Repeated training runs out of GPU memory

tillspeicher · July 22, 2024, 3:24pm

Hi, I’m trying to repeatedly train a Llama-2-13B model on different datasets using the HF Trainer, but I’m running out of memory on repeated runs.

Detailed problem description:

I train the model on one dataset using one Trainer instance, then create another Trainer and train it on another dataset, basically

model = ...
for data in datasets:
    trainer = Trainer(..., model=model, train_dataset=data)

The first training run works fine, but the second training run runs out of GPU memory during the first training step:

torch.cuda.OutOfMemoryError: CUDA out of memory. Tried to allocate 48.49 GiB. GPU 0 has a total capacity of 79.14 GiB of which 28.59 GiB is free. Process 1380018 has 50.29 GiB memory in use. Of the allocated memory 49.19 GiB is allocated by PyTorch, and 12.48 MiB is reserved by PyTorch but unallocated. If reserved but unallocated memory is large try setting PYTORCH_CUDA_ALLOC_CONF=expandable_segments:True to avoid fragmentation.  See documentation for Memory Management  (https://pytorch.org/docs/stable/notes/cuda.html#environment-variables)

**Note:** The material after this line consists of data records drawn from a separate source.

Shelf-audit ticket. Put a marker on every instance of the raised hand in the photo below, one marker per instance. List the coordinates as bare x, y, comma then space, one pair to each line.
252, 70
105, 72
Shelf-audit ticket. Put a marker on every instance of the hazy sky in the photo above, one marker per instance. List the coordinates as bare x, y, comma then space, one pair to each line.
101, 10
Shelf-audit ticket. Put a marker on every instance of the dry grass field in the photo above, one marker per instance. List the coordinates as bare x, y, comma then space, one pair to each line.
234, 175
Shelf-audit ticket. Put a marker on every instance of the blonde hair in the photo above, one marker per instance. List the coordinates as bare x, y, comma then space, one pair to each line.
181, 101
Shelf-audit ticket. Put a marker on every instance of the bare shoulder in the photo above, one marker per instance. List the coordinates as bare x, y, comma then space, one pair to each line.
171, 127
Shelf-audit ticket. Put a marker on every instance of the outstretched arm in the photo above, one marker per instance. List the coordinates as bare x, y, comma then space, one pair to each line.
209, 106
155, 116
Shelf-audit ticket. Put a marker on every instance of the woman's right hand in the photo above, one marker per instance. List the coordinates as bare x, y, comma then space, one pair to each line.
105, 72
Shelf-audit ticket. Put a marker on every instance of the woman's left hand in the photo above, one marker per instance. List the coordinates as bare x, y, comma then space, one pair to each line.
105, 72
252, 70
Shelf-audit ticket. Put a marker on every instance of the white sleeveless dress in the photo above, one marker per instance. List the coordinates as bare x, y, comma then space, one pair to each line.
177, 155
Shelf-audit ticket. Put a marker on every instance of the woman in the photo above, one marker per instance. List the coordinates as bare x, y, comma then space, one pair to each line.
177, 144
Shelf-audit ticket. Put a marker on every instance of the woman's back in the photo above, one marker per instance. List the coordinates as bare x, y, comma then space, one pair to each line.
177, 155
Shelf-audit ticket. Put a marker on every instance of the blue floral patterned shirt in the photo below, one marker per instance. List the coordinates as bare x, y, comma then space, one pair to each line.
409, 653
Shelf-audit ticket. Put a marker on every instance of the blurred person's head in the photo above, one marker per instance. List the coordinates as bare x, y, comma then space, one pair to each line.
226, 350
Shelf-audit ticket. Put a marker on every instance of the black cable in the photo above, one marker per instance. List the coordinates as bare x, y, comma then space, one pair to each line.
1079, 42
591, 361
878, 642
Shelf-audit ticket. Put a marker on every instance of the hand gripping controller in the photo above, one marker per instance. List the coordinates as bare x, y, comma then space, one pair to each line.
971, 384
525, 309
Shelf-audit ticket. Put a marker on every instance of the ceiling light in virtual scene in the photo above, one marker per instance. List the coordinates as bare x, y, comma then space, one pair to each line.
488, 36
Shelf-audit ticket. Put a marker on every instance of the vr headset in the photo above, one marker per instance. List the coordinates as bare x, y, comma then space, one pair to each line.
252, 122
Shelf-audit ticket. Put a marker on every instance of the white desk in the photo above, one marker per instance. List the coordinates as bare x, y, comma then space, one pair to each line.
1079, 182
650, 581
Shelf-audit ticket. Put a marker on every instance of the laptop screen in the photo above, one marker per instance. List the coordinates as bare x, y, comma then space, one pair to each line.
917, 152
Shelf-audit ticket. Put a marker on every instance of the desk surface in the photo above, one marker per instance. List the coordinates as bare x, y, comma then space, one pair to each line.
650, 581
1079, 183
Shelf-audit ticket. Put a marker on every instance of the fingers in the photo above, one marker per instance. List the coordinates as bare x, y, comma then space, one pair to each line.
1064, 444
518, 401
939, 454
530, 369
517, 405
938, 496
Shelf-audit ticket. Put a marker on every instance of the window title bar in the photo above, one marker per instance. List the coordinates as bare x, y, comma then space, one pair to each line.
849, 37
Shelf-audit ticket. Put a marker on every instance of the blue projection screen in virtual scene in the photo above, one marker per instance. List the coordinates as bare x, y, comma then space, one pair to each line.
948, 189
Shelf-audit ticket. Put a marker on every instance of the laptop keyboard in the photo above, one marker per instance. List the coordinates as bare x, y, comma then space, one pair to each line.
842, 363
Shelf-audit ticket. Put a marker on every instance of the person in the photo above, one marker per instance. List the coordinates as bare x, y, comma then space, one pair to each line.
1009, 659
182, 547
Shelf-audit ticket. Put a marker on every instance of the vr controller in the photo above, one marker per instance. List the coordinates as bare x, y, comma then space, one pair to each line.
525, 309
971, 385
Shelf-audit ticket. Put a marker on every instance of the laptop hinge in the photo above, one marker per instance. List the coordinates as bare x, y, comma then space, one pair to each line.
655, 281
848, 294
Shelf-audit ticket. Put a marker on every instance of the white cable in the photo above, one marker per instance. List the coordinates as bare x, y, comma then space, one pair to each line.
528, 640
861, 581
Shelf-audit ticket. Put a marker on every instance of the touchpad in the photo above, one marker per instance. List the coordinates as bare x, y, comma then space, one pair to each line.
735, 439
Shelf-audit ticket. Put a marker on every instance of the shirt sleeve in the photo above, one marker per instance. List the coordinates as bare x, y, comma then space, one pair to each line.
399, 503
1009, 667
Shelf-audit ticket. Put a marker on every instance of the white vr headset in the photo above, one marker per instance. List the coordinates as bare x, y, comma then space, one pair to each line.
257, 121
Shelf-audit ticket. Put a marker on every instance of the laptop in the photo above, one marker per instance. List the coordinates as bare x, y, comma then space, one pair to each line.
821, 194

Presumably there is some sort of memory leak.

torch.cuda.mem_get_info() shows that after the first training run, i.e. when the second run starts, about 27GB of GPU memory are allocated.
I suspect that these are the model parameters still loaded onto the GPU (13B x 2 bytes (bfloat16) ~= 27 GB).
My assumption is that this should be fine, since I anyway want the model to be on the GPU for the next training run.

Solution attempts so far

One guess is that the trainer somehow leaks GPU memory.
I tried to delete it and free up memory as follows:

import gc
import torch

model = ...
for data in datasets:
    trainer = Trainer(..., model=model, train_dataset=data)
    
    del trainer
    gc.collect()
    torch.cuda.empty_cache()

but I’m still getting the same OOM error.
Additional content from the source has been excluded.